A tool commonly used by many HMO’s to help determine appropriate standards of care are the Health Care Management Guidelines (“HMG’s”) created by Milliman & Robertson, Inc. (“M&R”). These Guidelines are intended to establish a course of treatment for a specific individual only in conjunction with the application of professional medical judgment which considers the circumstances involved. Proper application of these HMG’s for evaluation of the utilization levels of a provider or insurer of medical benefits requires consideration of all additional factors which might affect desired or actual utilization and treatment patterns.
Accrediting Agency for hospitals and other entities includes the Joint Commission of Health Care Organizations “(“JCAHO”)
M&R also gives an “Allocation of Physician Services and Per Capita Monthly Services Cost (PCMSC)”E. This type of calculation helps payors such as insurance companies determine an appropriate amount to pay for health care services. The utilization costs are divided into the whole population and calculated on a monthly basis.
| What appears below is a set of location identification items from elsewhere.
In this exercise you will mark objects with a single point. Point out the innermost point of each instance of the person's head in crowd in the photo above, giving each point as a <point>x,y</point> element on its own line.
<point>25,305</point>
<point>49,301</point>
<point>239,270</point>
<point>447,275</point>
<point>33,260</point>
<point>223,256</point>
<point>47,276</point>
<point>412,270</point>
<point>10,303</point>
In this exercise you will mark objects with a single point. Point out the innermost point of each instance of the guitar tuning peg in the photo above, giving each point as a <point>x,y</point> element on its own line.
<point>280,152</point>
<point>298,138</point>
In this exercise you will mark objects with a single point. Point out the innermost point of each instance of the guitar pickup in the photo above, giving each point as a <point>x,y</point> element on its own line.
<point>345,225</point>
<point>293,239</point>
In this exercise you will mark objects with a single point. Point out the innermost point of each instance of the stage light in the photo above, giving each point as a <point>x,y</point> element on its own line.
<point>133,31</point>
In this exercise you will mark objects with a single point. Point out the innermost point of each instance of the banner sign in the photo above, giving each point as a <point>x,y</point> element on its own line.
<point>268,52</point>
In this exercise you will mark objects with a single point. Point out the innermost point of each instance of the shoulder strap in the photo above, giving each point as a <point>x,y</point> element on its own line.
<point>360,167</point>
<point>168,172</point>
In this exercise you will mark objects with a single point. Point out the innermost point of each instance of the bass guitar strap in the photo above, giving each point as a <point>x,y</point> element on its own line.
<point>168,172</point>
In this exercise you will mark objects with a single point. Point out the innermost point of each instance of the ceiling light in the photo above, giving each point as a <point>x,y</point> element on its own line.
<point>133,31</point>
There are various ways in which Managed Care Organizations (“MCO’s”) encourage providers to follow health care practice guidelines. MCO’s might incorporate the guidelines into the written agreement with providers. Providers might want to make sure they understand what their options are if they disagree with the guidelines or if the guidelines are changed. Utilization Review (“UR”) is a tool commonly used by MCO’s to review medical services rendered to determine if they are appropriate and necessary. MCO’s may use utilization review before, during or after services are rendered. Commonly, utilization review departments utilize three forms of review. The review of services before they are rendered is called prospective review. An example of this is requiring physicians to notify the MCO twenty-four hours prior to admitting a patient into a hospital for elective procedures. The review of services at the same time as they are being rendered is called concurrent review. An example of this is requiring providers to notify a MCO to receive authorization for extended length of stay for situations in which providers request a longer admittance of a patient in the hospital than originally authorized by the MCO’s original length of stay authorization. The review of services after they have been rendered is called retrospective review. In retrospective review situations, MCO’s typically audit patient’s charts and medical records to confirm services were rendered and were necessary and appropriate.
Utilization Management may include quality assurance in which MCO’s implement various techniques to ensure and maintain quality of care for their enrollees. Quality Assurance might include peer review of services by providers, looking at grievances filed against providers, credentialing of providers such as confirming providers are appropriately licensed. For example, if the provider is a physician, making sure he/she is board eligible or board certified and if the provider is a hospital, making sure the hospital is appropriately accredited such as by the Joint Commission of Health Care Organizations “(“JCAHO”).
The Affordable Care Act creates new Accountable Care Organizations (ACOs) that incentivize doctors and other providers to work together to provide more coordinated care to their patients. ACOs agree to take responsibility for the cost and quality of their patients’ care, to improve care coordination and safety, and to promote appropriate use of preventive health services. And when this new care model saves the Medicare program money, that savings is shared with the ACO.